For reasons I can’t quite remember now, we have always scheduled our annual strawberry-picking outing for Independence Day weekend. (Perhaps it had something to do with the fact that my husband would have the time off from work and thus he’d be able to help me corral the boys.) Over the past 12 years, our strawberry-picking adventures have been as varied as the New England summer weather: I remember carrying my older son as an infant in his baby carrier, with my husband doing most of the collecting of strawberries (because although it’s great exercise, it’s actually not easy—or fun—repeatedly squatting up and down in the hot July sun with a 15-pound baby strapped to your chest). I remember my husband and me taking turns chasing a toddler through the seemingly endless fields while the other tried to pick as many berries as we could before the inevitable toddler meltdown occurred. I remember being pregnant with my second son, holding my first-born son’s little 4-year-old hand as we made our way through the fields (while muttering under my breath about how hot it is in those open fields with the sun mercilessly beating down on me and my pregnant belly: How is it already 80 degrees? Why do we always choose the hottest, most humid morning of the summer to pick strawberries?). I remember heading out to the fields that first year as a family of FOUR, now with TWO boys in tow, spending more time getting ready to leave the house and driving to and from the fields than actually picking strawberries. I remember trying to patiently teach our young boys how to determine when the berries are ripe for the picking and how to gently pick the strawberries from the plants without crushing or squeezing them. And now, more recently, I remember overhearing the boys challenge each other to find the biggest strawberry or, just this week, a strawberry that looks like a butt.

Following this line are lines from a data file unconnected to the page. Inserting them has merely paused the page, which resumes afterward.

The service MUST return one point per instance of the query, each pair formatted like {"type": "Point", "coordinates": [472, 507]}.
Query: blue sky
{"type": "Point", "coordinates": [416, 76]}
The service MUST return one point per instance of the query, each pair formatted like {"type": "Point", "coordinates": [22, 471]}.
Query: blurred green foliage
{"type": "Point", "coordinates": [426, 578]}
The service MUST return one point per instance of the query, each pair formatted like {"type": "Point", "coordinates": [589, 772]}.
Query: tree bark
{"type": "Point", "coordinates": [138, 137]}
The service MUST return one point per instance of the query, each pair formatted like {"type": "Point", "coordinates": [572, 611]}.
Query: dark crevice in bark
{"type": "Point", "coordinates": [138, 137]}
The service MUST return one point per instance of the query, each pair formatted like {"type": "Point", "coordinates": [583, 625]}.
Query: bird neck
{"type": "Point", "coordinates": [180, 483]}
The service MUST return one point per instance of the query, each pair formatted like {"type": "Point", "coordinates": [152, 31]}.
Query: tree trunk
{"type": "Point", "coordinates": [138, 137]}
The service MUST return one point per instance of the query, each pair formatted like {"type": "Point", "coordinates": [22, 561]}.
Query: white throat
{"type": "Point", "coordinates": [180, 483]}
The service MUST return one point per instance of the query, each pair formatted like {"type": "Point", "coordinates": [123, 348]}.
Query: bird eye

This year, we set out to the local strawberry fields a little earlier in the season than we usually do, nearly a week before the Fourth of July weekend, taking advantage of an unseasonably cool, partly cloudy morning that my husband was free. As soon as we drove up to the edge of the strawberry fields, flung open the car doors, and got a whiff of the sweet scent of strawberries, all of those memories of our previous strawberry-picking adventures instantly flashed before my eyes, like a movie montage of ordinary yet remarkable moments that filled me with both joy and melancholy, all set to a groovy summer soundtrack, of course. As we walked through the fields, the memories continued to flood my mind as I noticed younger (yet slightly more weary) moms chasing toddlers, carrying infants, and patting growing bellies. I watched them for a moment, wistfully and yet with relief, simultaneously missing those days and feeling grateful that those days are well behind me. And then I turned my attention back to my own boys, these ever-growing, always-hungry, food-loving boys. These boys, now 12 and 7 years old, surprised me with how expertly they navigated those strawberry fields this year. And although they still compete to find the biggest strawberry or a strawberry that looks like a butt (they are BOYS, after all), they are basically pros now at picking the ripest, juiciest strawberries: We managed to fill our cardboard basket with more than 4 pounds of ruby-hued, super-sweet berries in record time this year.

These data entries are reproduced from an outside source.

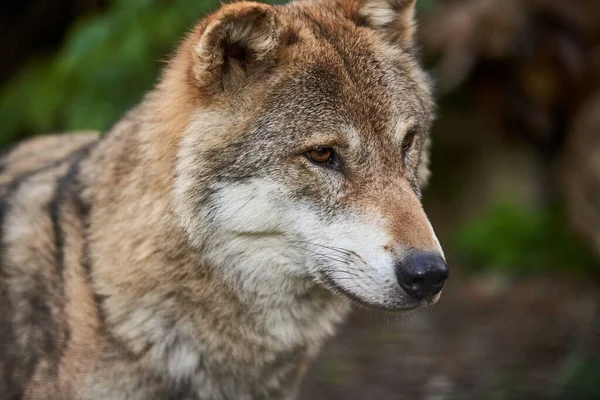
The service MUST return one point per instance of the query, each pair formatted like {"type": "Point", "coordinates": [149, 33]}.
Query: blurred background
{"type": "Point", "coordinates": [515, 193]}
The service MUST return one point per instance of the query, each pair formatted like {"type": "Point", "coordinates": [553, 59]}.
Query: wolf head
{"type": "Point", "coordinates": [305, 151]}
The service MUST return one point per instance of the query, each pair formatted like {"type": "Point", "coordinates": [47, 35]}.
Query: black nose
{"type": "Point", "coordinates": [422, 274]}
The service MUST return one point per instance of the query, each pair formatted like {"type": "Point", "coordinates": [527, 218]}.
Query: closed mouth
{"type": "Point", "coordinates": [407, 305]}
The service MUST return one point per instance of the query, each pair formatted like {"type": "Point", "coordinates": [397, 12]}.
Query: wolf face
{"type": "Point", "coordinates": [304, 158]}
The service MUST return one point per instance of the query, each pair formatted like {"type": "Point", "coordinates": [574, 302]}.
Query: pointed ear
{"type": "Point", "coordinates": [237, 43]}
{"type": "Point", "coordinates": [395, 19]}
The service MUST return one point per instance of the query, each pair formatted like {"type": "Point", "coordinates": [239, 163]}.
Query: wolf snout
{"type": "Point", "coordinates": [422, 274]}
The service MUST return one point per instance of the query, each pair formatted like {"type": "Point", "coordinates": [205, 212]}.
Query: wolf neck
{"type": "Point", "coordinates": [161, 298]}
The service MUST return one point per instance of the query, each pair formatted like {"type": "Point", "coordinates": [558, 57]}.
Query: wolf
{"type": "Point", "coordinates": [208, 244]}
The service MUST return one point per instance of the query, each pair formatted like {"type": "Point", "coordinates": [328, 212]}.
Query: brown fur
{"type": "Point", "coordinates": [107, 285]}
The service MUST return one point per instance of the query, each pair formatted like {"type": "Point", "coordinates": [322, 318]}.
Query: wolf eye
{"type": "Point", "coordinates": [409, 138]}
{"type": "Point", "coordinates": [321, 155]}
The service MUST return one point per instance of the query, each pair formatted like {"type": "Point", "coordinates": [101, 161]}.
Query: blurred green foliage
{"type": "Point", "coordinates": [105, 65]}
{"type": "Point", "coordinates": [514, 238]}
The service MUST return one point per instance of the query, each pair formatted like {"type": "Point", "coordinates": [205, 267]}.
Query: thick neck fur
{"type": "Point", "coordinates": [160, 299]}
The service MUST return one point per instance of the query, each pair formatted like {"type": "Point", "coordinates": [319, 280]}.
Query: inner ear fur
{"type": "Point", "coordinates": [237, 43]}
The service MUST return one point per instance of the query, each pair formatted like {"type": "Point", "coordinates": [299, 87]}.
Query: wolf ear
{"type": "Point", "coordinates": [237, 44]}
{"type": "Point", "coordinates": [395, 19]}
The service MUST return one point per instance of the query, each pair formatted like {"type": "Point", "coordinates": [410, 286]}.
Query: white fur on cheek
{"type": "Point", "coordinates": [350, 251]}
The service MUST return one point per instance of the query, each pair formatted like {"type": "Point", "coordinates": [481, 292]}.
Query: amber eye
{"type": "Point", "coordinates": [409, 138]}
{"type": "Point", "coordinates": [321, 155]}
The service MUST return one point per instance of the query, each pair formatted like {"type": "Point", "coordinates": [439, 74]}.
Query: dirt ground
{"type": "Point", "coordinates": [488, 338]}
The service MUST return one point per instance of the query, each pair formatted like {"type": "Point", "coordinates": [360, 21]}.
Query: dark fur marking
{"type": "Point", "coordinates": [66, 188]}
{"type": "Point", "coordinates": [15, 378]}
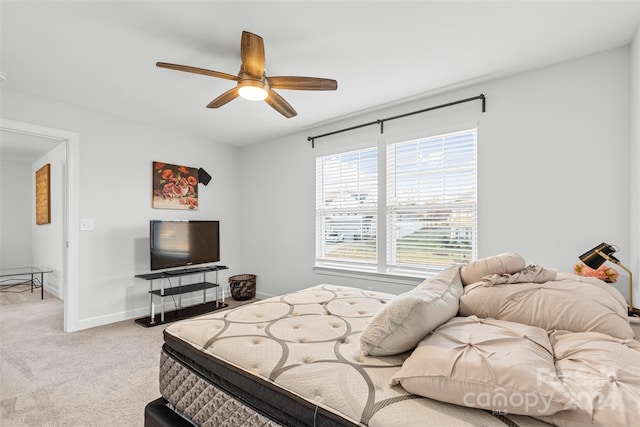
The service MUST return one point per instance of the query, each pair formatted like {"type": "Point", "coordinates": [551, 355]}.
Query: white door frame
{"type": "Point", "coordinates": [70, 285]}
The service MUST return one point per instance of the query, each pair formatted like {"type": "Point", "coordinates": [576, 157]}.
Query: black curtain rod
{"type": "Point", "coordinates": [381, 121]}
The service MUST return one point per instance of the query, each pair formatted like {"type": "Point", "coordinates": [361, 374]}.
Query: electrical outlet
{"type": "Point", "coordinates": [87, 225]}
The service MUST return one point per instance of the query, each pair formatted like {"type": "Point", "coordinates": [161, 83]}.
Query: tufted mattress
{"type": "Point", "coordinates": [295, 360]}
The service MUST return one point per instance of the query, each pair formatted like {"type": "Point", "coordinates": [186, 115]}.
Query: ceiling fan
{"type": "Point", "coordinates": [253, 83]}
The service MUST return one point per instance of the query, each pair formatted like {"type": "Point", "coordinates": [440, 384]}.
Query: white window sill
{"type": "Point", "coordinates": [396, 278]}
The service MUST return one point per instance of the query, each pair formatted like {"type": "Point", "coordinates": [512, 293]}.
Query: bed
{"type": "Point", "coordinates": [458, 350]}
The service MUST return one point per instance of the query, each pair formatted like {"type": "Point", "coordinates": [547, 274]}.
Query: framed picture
{"type": "Point", "coordinates": [43, 195]}
{"type": "Point", "coordinates": [174, 186]}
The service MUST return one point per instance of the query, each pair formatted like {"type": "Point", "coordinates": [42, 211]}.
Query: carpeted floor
{"type": "Point", "coordinates": [102, 376]}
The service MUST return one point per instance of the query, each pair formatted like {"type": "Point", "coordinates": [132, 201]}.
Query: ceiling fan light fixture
{"type": "Point", "coordinates": [252, 90]}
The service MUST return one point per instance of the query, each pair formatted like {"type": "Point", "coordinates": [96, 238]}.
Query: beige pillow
{"type": "Point", "coordinates": [572, 304]}
{"type": "Point", "coordinates": [489, 364]}
{"type": "Point", "coordinates": [409, 317]}
{"type": "Point", "coordinates": [507, 263]}
{"type": "Point", "coordinates": [603, 373]}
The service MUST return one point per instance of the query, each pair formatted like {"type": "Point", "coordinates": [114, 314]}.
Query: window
{"type": "Point", "coordinates": [429, 197]}
{"type": "Point", "coordinates": [347, 208]}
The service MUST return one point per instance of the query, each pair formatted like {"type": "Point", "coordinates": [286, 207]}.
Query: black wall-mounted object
{"type": "Point", "coordinates": [203, 176]}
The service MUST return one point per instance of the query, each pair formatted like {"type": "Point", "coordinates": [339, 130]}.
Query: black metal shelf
{"type": "Point", "coordinates": [184, 313]}
{"type": "Point", "coordinates": [176, 290]}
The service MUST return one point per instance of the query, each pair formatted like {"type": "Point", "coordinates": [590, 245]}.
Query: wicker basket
{"type": "Point", "coordinates": [243, 286]}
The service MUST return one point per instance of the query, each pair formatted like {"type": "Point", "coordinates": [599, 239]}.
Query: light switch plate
{"type": "Point", "coordinates": [87, 225]}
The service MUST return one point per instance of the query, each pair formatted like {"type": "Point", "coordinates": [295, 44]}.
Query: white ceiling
{"type": "Point", "coordinates": [101, 55]}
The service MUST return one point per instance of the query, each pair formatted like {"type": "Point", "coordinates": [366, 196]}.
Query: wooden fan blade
{"type": "Point", "coordinates": [196, 70]}
{"type": "Point", "coordinates": [252, 52]}
{"type": "Point", "coordinates": [280, 105]}
{"type": "Point", "coordinates": [228, 96]}
{"type": "Point", "coordinates": [302, 83]}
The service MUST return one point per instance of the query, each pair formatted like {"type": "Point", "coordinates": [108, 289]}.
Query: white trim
{"type": "Point", "coordinates": [70, 285]}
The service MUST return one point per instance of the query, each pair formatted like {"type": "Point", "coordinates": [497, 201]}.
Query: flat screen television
{"type": "Point", "coordinates": [176, 243]}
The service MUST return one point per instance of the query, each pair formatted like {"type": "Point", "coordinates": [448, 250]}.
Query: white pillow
{"type": "Point", "coordinates": [409, 317]}
{"type": "Point", "coordinates": [603, 373]}
{"type": "Point", "coordinates": [573, 304]}
{"type": "Point", "coordinates": [489, 364]}
{"type": "Point", "coordinates": [506, 263]}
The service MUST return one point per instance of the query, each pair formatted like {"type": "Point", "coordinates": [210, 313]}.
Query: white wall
{"type": "Point", "coordinates": [15, 224]}
{"type": "Point", "coordinates": [546, 133]}
{"type": "Point", "coordinates": [634, 166]}
{"type": "Point", "coordinates": [115, 163]}
{"type": "Point", "coordinates": [47, 240]}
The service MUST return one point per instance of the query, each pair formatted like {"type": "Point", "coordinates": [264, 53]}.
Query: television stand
{"type": "Point", "coordinates": [181, 312]}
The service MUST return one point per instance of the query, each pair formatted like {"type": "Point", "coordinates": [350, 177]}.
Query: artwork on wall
{"type": "Point", "coordinates": [43, 195]}
{"type": "Point", "coordinates": [174, 186]}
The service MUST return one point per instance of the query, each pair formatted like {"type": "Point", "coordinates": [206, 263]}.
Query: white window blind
{"type": "Point", "coordinates": [346, 208]}
{"type": "Point", "coordinates": [427, 220]}
{"type": "Point", "coordinates": [431, 202]}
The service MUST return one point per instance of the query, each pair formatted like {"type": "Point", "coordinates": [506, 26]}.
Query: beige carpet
{"type": "Point", "coordinates": [102, 376]}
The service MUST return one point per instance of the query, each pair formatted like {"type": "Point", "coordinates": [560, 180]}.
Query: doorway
{"type": "Point", "coordinates": [70, 239]}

Once those strawberries are picked though, their days are numbered. As much as strawberries are enjoyed in our house, even my hungry, growing boys can’t consume them quickly enough to keep some of the berries from making a trip to the compost bin. So each year after we return from the fields, I usually get to work in the kitchen and try to extend the life of the berries by turning them into wholesome summer treats: I might make a batch of strawberry muffins or strawberry popsicles, or even some quick strawberry jam, but I always save at least a pound of those berries for our favorite traditional Independence Day dessert: strawberry shortcakes!
Like most food traditions in our family of four, this strawberry-shortcake tradition has a long history: I have been making strawberry shortcakes every Fourth of July for at least the past 12 years. I’ve kept to the same recipe more or less, making a few tweaks over the years to make it a little more healthful, but, let’s be honest: This is a special-occasion, once-a-year DESSERT, albeit one that is made with wholesome ingredients and is relatively low in added sugar. However, unlike most food traditions that I’ve started with my own family, this wasn’t a tradition I began in an attempt to recapture my childhood: I didn’t grow up eating strawberry shortcakes, nor was I a huge fan of strawberries until I was well into adulthood. If I think long and hard enough, I can recall a time or two from my youth when I consumed what was probably the closest thing I had to a strawberry shortcake: a few bites of Sara Lee pound cake (or maybe one of those little spongy round yellow cakes with concave centers that came in the noisy plastic wrappers) with a few pallid strawberries and a generous squirt of whipped cream from the can (or, more likely, Cool Whip), but it wasn’t ever my first choice for a dessert (especially if there was a chocolate option). I also didn’t grow up with any solid Fourth of July traditions, food-related or otherwise, unless you count my dad waking up me and my two younger sisters obnoxiously early every July 4 by loudly announcing “Happy Birthday, America!” on the house intercom system, then sticking a lit sparkler in a snowball (conveniently stowed away in the back of our freezer since the previous winter) and tossing it into the air in our backyard.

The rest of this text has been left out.